Annan names close aide to head UN's communications department

Shashi Tharoor
United Nations Secretary-General Kofi Annan today confirmed Shashi Tharoor - a close aide with extensive experience in communications, peacekeeping and troubleshooting - as the head of the Department of Public Information, a key branch of the UN Secretariat responsible for informing the public and the media about the work of the world body.

A national of India, Shashi Tharoor, 46, will serve as Under-Secretary-General for Communication and Public Information after spearheading a reform process in the Department as its Interim Head since January 2001.

Mr. Tharoor, who has a distinguished career both at the UN and as an author in his own right, has worked closely with the Secretary-General for many years, serving as his Special Assistant when Mr. Annan held key positions in UN peacekeeping, which at the time was facing the challenges of unprecedented growth and evolution at the end of the Cold War, especially during UN operations in the former Yugoslavia in the 1990's.

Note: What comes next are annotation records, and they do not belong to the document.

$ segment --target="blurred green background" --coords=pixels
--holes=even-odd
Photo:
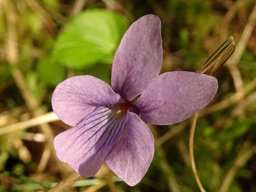
[[[72,175],[53,148],[69,127],[48,113],[52,92],[75,75],[109,83],[123,35],[152,14],[162,23],[161,73],[195,71],[234,36],[235,52],[215,76],[218,92],[199,113],[195,161],[207,192],[256,192],[256,7],[254,0],[0,0],[0,191],[47,191]],[[191,119],[149,125],[155,156],[136,186],[104,165],[95,178],[52,191],[199,191],[189,159]]]

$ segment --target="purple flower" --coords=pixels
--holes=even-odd
[[[182,121],[204,107],[218,89],[217,80],[206,75],[159,75],[162,55],[160,19],[146,15],[131,25],[121,41],[113,63],[112,88],[88,75],[58,85],[52,109],[73,126],[55,139],[61,161],[85,178],[93,176],[105,161],[128,185],[140,181],[154,151],[146,123]]]

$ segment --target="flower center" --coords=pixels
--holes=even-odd
[[[132,103],[130,102],[128,100],[126,100],[125,102],[120,104],[119,109],[116,112],[116,114],[119,116],[123,111],[127,111],[129,107],[132,105],[133,105]]]

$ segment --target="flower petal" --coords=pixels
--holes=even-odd
[[[140,181],[153,159],[154,138],[146,123],[129,111],[126,128],[105,161],[118,177],[134,186]]]
[[[152,82],[135,104],[147,123],[171,125],[204,107],[217,89],[218,81],[212,76],[187,71],[167,72]]]
[[[112,107],[97,108],[75,127],[56,137],[57,156],[83,177],[93,176],[122,134],[126,119],[116,116]]]
[[[141,17],[128,29],[115,55],[111,81],[113,89],[132,100],[158,75],[162,57],[159,18],[154,15]]]
[[[104,81],[89,75],[75,76],[59,83],[52,98],[54,112],[64,123],[75,126],[97,105],[123,102]]]

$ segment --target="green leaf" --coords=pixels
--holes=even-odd
[[[60,33],[52,59],[75,69],[99,62],[111,64],[128,24],[117,13],[87,10],[74,17]]]
[[[40,79],[50,87],[55,87],[66,77],[65,67],[51,62],[49,57],[43,57],[39,61],[37,72]]]

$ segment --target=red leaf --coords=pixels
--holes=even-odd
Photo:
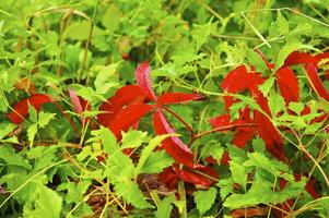
[[[151,68],[148,62],[143,62],[139,64],[136,69],[136,81],[142,92],[148,96],[151,100],[156,101],[156,96],[151,85]]]
[[[138,85],[126,85],[119,88],[113,97],[108,98],[107,101],[99,107],[98,110],[104,113],[98,114],[97,120],[102,125],[108,126],[124,106],[142,104],[144,98]]]
[[[289,104],[290,101],[298,101],[299,87],[295,73],[286,66],[278,70],[275,76],[285,104]]]
[[[198,94],[187,93],[166,93],[158,97],[161,105],[187,102],[190,100],[202,100],[204,96]]]
[[[313,87],[313,89],[318,94],[318,96],[325,98],[329,101],[329,93],[324,86],[319,75],[318,71],[315,64],[307,64],[306,65],[306,72],[307,72],[307,78]]]
[[[37,111],[40,110],[43,104],[45,102],[52,102],[54,99],[45,94],[35,94],[32,95],[31,97],[23,99],[19,101],[14,107],[13,111],[8,113],[8,118],[10,119],[11,122],[15,124],[20,124],[28,113],[28,104],[32,105]]]
[[[153,114],[153,123],[156,134],[173,134],[174,129],[169,126],[169,123],[161,109],[156,109]],[[162,142],[162,147],[177,161],[190,168],[196,168],[193,164],[193,154],[190,148],[185,145],[179,137],[167,137]]]
[[[113,120],[109,125],[109,130],[115,134],[117,138],[121,137],[121,131],[128,131],[128,129],[139,121],[143,116],[151,112],[153,106],[139,104],[130,105],[122,109]]]

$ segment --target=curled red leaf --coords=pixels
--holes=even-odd
[[[161,109],[156,109],[153,114],[153,124],[156,134],[173,134],[174,129],[171,128],[167,119]],[[190,168],[195,168],[193,154],[190,148],[185,145],[179,137],[167,137],[162,142],[162,147],[177,161]]]
[[[109,124],[109,130],[117,138],[121,137],[121,131],[128,131],[142,117],[153,110],[153,106],[145,104],[130,105],[120,110]]]
[[[148,96],[151,100],[156,101],[156,96],[151,85],[151,68],[148,62],[139,64],[136,69],[136,81],[141,90]]]
[[[158,97],[158,104],[184,104],[191,100],[202,100],[204,96],[198,94],[187,94],[187,93],[166,93]]]
[[[277,71],[275,77],[285,104],[299,100],[299,87],[295,73],[287,66]]]
[[[11,122],[20,124],[27,117],[28,104],[32,105],[37,111],[40,110],[42,106],[46,102],[54,102],[54,99],[45,94],[35,94],[28,98],[19,101],[14,107],[13,111],[8,113],[8,118]]]
[[[99,107],[98,110],[103,113],[97,116],[97,120],[102,125],[108,126],[125,106],[142,104],[144,99],[145,96],[138,85],[126,85]]]
[[[324,86],[317,71],[317,66],[315,64],[307,64],[306,65],[306,73],[307,73],[307,78],[313,87],[313,89],[318,94],[318,96],[325,98],[326,100],[329,101],[329,93]]]

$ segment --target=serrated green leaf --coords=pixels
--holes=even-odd
[[[128,133],[122,133],[122,144],[121,149],[125,148],[137,148],[142,145],[144,138],[146,137],[148,133],[137,130],[131,130]]]
[[[165,152],[151,153],[140,170],[140,173],[160,173],[174,164],[174,159]]]
[[[153,152],[153,149],[158,146],[161,144],[162,141],[164,141],[165,138],[169,137],[169,136],[177,136],[177,134],[166,134],[166,135],[158,135],[154,138],[152,138],[149,143],[149,145],[143,149],[141,157],[139,159],[139,162],[137,165],[136,168],[136,177],[140,173],[141,169],[143,168],[143,166],[145,165],[145,161],[148,160],[148,158],[150,157],[151,153]]]
[[[197,209],[200,215],[203,215],[208,209],[211,208],[215,198],[218,190],[215,187],[210,187],[207,191],[197,191],[195,192],[195,203],[197,204]]]
[[[24,207],[23,216],[26,218],[59,218],[62,208],[62,197],[46,186],[39,187],[37,192],[33,208]]]
[[[281,34],[283,34],[283,35],[289,34],[289,23],[285,20],[285,17],[282,15],[280,10],[278,10],[278,24],[279,24]]]
[[[132,204],[134,207],[140,209],[152,208],[152,205],[146,202],[138,184],[133,181],[115,182],[115,190],[117,196],[122,196],[127,203]]]
[[[9,166],[20,166],[25,169],[32,169],[31,165],[19,154],[15,153],[14,148],[10,145],[0,146],[0,159],[2,159]]]
[[[263,96],[268,96],[270,89],[272,88],[273,84],[275,82],[274,77],[270,77],[268,80],[266,80],[266,82],[261,85],[259,85],[259,90],[263,94]]]
[[[39,118],[38,118],[39,126],[45,128],[49,123],[49,121],[55,118],[55,116],[56,116],[55,113],[48,113],[48,112],[40,111]]]
[[[248,174],[245,170],[245,167],[237,162],[230,161],[230,170],[234,182],[242,185],[242,187],[246,190]]]
[[[283,191],[273,191],[272,183],[256,174],[250,190],[246,194],[232,194],[224,202],[231,209],[256,206],[259,204],[283,203],[291,197],[298,196],[305,186],[305,180],[289,183]]]
[[[169,195],[161,201],[155,211],[155,218],[171,218],[173,210],[172,202],[174,202],[174,196]]]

In 1997-98, Mr. Tharoor was Executive Assistant to the Secretary-General and during the next three years served as Director of Communications and Special Projects in Mr. Annan's Office.

Mr. Tharoor began his career with the UN in 1978 when he joined the UN High Commissioner for Refugees (UNHCR), serving both at its Geneva headquarters, and as head of the agency's office in Singapore at the peak of the Vietnamese "boat people" crisis.

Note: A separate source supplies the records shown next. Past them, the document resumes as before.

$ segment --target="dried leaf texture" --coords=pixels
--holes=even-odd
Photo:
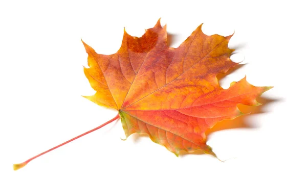
[[[98,54],[83,42],[90,67],[84,73],[96,91],[84,97],[118,110],[127,137],[146,133],[177,156],[198,149],[215,156],[205,132],[243,115],[239,104],[258,105],[256,98],[271,87],[254,86],[246,78],[227,89],[220,86],[216,75],[238,64],[229,59],[232,36],[207,36],[201,28],[176,48],[168,46],[160,20],[140,38],[124,31],[113,55]]]

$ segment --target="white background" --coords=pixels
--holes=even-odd
[[[306,179],[306,13],[303,1],[84,1],[0,3],[0,179]],[[146,136],[123,141],[120,121],[46,154],[17,171],[12,165],[116,116],[83,98],[82,38],[99,53],[119,49],[123,28],[135,36],[162,17],[177,47],[201,23],[228,36],[244,61],[220,81],[274,86],[234,128],[209,135],[225,163],[177,158]],[[231,124],[231,122],[229,122]],[[234,128],[240,127],[240,128]]]

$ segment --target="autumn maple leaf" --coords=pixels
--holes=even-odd
[[[259,105],[256,98],[272,87],[255,87],[244,78],[222,88],[216,75],[238,64],[229,59],[232,35],[207,36],[201,28],[178,48],[167,45],[166,25],[162,28],[160,19],[140,38],[124,31],[121,46],[113,55],[98,54],[82,41],[89,55],[84,72],[96,91],[84,97],[116,109],[119,116],[14,168],[119,118],[127,137],[146,133],[177,156],[201,149],[215,156],[206,144],[206,131],[242,115],[238,104]]]
[[[127,137],[146,133],[152,141],[178,156],[202,149],[206,130],[243,114],[238,104],[257,106],[255,98],[270,89],[255,87],[245,78],[224,89],[216,75],[238,63],[229,59],[232,36],[207,36],[200,25],[178,48],[167,44],[166,25],[160,20],[140,38],[124,32],[121,47],[111,55],[89,54],[84,73],[97,91],[85,96],[118,110]]]

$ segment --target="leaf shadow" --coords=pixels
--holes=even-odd
[[[169,33],[167,33],[167,44],[169,47],[174,47],[174,45],[176,44],[177,42],[179,42],[178,39],[179,36],[176,34]]]

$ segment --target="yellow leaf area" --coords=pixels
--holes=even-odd
[[[177,48],[167,45],[160,19],[139,38],[124,31],[113,55],[97,54],[83,42],[89,66],[84,71],[96,91],[84,97],[118,110],[127,137],[147,134],[177,156],[201,149],[215,156],[206,131],[243,115],[238,104],[259,105],[256,98],[271,87],[254,86],[245,78],[227,89],[220,86],[216,75],[238,64],[229,59],[232,36],[207,36],[201,27]]]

Outside of his UN career, Mr. Tharoor has authored six books, including the award-winning political satire The Great Indian Novel, published in 1989, and India: From Midnight to the Millennium, published in 1997, a study of Indian politics, society and economic development after independence.

In January 1998, Mr. Tharoor was named by the World Economic Forum in Davos, Switzerland, as a "Global Leader of Tomorrow." He is also the recipient of several journalism and literary awards, including a Commonwealth Writers' Prize.

Born in London, Mr. Tharoor was educated in India and the United States, completing a Ph.D in 1978 at the Fletcher School of Law and Diplomacy at Tufts University, where he also earned two Master's degrees.